Super fund returns slip into the red

THE latest superannuation fund performance data from SuperRatings does not make for pretty reading. But while the loss of about 2 per cent in 2011 may not be a cause for celebration, the result could have been worse, given the barrage of terrible economic news, the investment research manager at SuperRatings, Salvador Saiz, said.

THE latest superannuation fund performance data from SuperRatings does not make for pretty reading. But while the loss of about 2 per cent in 2011 may not be a cause for celebration, the result could have been worse, given the barrage of terrible economic news, the investment research manager at SuperRatings, Salvador Saiz, said.

The median-performing balanced investment option, where most people have their super, lost 1.9 per cent in 2011, the main contributor being poorly performing Australian shares, Mr Saiz said.

The typical balanced fund has an exposure to Australian shares of about 30 per cent, the single biggest exposure to any asset class. In 2011, the sharemarket, as measured by the S&P/ASX 300 accumulation index, which includes dividends, lost 11 per cent.

"Lower returns from super are the new normal and it is a fact of life that fund members are going to have to get used to," Mr Saiz said.

Conservative investment options did better than balanced options. Capital stable options, which have between 20 per cent and 40 per cent in growth assets such as shares and property and the rest in income-producing assets like fixed interest and cash, returned 3 per cent.
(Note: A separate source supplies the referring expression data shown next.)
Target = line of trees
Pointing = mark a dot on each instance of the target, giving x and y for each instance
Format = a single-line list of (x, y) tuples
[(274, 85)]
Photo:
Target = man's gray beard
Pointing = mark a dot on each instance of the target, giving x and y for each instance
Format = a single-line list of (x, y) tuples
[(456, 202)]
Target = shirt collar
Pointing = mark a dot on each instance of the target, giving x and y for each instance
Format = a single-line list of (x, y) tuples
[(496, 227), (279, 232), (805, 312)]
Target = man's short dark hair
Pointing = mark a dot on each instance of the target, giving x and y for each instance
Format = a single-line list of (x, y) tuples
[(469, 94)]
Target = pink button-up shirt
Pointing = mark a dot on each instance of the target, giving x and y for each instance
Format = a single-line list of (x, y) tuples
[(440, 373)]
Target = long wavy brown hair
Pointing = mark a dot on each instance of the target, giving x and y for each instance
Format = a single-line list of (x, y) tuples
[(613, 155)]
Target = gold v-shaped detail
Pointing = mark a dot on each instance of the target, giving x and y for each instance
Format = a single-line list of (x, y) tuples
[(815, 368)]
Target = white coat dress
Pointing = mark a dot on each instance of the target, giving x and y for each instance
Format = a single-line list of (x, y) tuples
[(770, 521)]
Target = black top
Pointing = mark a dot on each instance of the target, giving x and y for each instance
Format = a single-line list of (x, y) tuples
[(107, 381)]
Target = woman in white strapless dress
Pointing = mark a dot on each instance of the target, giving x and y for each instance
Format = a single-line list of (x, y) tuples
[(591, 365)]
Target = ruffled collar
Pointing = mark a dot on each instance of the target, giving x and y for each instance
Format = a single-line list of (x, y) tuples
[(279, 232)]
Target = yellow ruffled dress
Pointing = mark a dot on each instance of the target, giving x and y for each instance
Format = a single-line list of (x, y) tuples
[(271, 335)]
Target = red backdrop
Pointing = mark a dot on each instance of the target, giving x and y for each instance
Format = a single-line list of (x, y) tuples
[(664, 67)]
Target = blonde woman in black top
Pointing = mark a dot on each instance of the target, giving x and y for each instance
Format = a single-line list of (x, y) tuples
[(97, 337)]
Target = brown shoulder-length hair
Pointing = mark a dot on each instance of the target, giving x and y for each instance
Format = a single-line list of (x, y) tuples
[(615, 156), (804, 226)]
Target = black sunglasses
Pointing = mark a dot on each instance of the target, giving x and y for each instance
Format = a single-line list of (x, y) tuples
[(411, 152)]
Capital stable options benefited from a significant exposure to bonds, which was the best-performing asset class last year, especially high-quality government bonds.

Of the balanced options, LGsuper's accumulation conservative balanced option was the best-performer for the year to December 31, returning 3.28 per cent. The same investment option was also the second-best performer over five years, with an average annual return of 2.9 per cent.

"We look to diversify the portfolio as best we can and spend a lot of time with Tower Watson [the fund's asset consultant] to get the best return for a given risk," LGSuper's chief executive, David Todd, said.

The conservative balanced option has about 15 per cent in Australian equities and about the same percentage in global equities, lower than most funds. About 15 per cent is in property. The investment option has almost 40 per cent in diversified fixed interest and the remainder in "alternatives", mostly hedge funds and infrastructure.

CareSuper's balanced option is a top-five performer over one and five years, with a five-year annual average return of 1.74 per cent. Its chief executive, Julie Lander, said the fund tried to "smooth the ride" with its asset allocation strategies.

The past five years included the worst of the global financial crisis and the fund had lessened its exposure to equities while increasing its exposure to unlisted property and infrastructure investments.

"Last year we further reduced our exposure to Australian equities," Ms Lander said, and that had bolstered the one-year performance.

REST Industry Super's core strategy option was the third-best performer over five years, with an average return of 2.2 per cent.

"One of the key ways to make money is not to lose as much when markets are bad," said the chief executive of the two-million-member fund, Damian Hill. Limiting losses was more important than "just trying [to] blow the lights out when things are going well", he said.

The option's exposure to equities, Australian and global, at about 55 per cent, has been fairly stable. Mr Hill said a big contributor to the relatively good performance over the five years was the option's exposure to "credit opportunities", such as corporate bonds and collateralised loan obligations. The fund first invested in credit securities in late 2008.